Kisah ini tidak terjadi di negeri entah-berentah, tetapi terjadi di Indonesia. Seorang warga Slawi diciduk oleh Polisi Virtual. Apa pasal sehingga terjadi pencidukan? Warga Slawi tersebut diduga menyindir Gibran Rakabuming Raka.
Ceritanya begini. Akun Instagram @garudarevolution mengunggah permintaan Gibran, Wali Kota Surakarta, untuk menggelar semifinal dan final Piala Menpora di Solo. AM, warga Slawi itu, urun komentar. Gara-gara komentar itulah AM diciduk oleh Tim Polisi Virtual (TPV) Polresta Surakarta.
Sebegitunya? Ya. Menurut dugaan TPV Polresta Surakarta, AM dianggap menulis komentar hoaks. Selintas terlihat Tim Polisi Virtual sudah melaksanakan tugas pokok sesuai dengan fungsi yang mereka emban. Itu sekilas. Kalau diamati secara saksama, ada potensi salah tanggap yang berujung salah tangkap.
Sebelum membahas potensi salah tanggap dan salah tangkap, mari kita sidik dulu komentar AM.
"Tau apa dia tentang sepak bola, taunya dikasih jabatan saja," ujar AM seperti dinukil oleh Kompas.com.
Selanjutnya, mari kita sibak tanggapan TPV Polresta Surakarta. Syahdan, polisi menganggap komentar itu sarat muatan hoaks. Unsur dugaan: menyatakan "dikasih jabatan". Fakta: Gibran terpilih menjadi Wali Kota Surakarta melalui pilwalkot.
Kombes Pol. Ade Safri Simanjuntak, Kapolresta Surakarta, menyatakan sudah berkonsultasi kepada ahli bahasa, ahli pidana, dan ahli ITE sebelum membekuk AM. Dengan demikian, polisi telah meyakini tidak salah tanggap dan salah tangkap.
"Komentar tersebut sangat mencederai KPU, Bawaslu, TNI, Polri, dan seluruh masyarakat Kota Solo yang telah menyelenggarakan pilkada langsung sesuai dengan UUD 1945," ucap Kapolresta Surakarta yang dikutip cnnindonesia.com.

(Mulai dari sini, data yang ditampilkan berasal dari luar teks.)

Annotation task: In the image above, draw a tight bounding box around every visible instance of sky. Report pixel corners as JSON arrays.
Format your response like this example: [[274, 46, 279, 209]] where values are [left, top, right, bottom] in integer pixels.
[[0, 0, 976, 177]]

Langkah penyelesaian pun sudah dilakukan. AM diminta menghapus cuitannya dan meminta maaf. AM setuju. Lewat video yang ditayangkan di akun Intagram @PolrestaSurakarta, AM sudah mengaku salah. Ia juga berjanji tidak akan mengulangi perbuatannya.
Apakah langkah TPV Polresta Surakarta sudah tepat? Tunggu dulu. Kita ulas dulu komentar AM. Kita mesti menilik komentar itu agar tahu duduk perkaranya. Tilikan saya bersandar pada berita yang sumbernya sudah saya cantumkan di atas.
Baiklah. Saya cantumkan kembali komentar AM. Tahu apa dia tentang sepak bola, tahunya dikasih jabatan saja. Saya membaca ulang komentar itu sebanyak tiga kali. Sudah seperti makan obat. Biar lebih ajek.
Setelah merenung beberapa saat, tidak ada kejanggalan dari komentar AM. Coba dibaca dengan saksama. AM bilang, Gibran cuma tahu "dikasih jabatan". Apa yang salah dari komentar itu? Gibran memang dikasih jabatan. Ia dipilih oleh rakyat. Artinya, rakyat memberikan jabatan wali kota kepada Gibran.
Andaikan rakyat Surakarta tidak memberikan suaranya kepada Gibran, otomatis putra sulung Pak Jokowi itu tidak akan memenangi pilwalkot. Dari situ terlihat TPV Polresta Surakarta tergesa-gesa, sekalipun Kapolresta mengaku sudah berkonsultasi kepada ahli bahasa.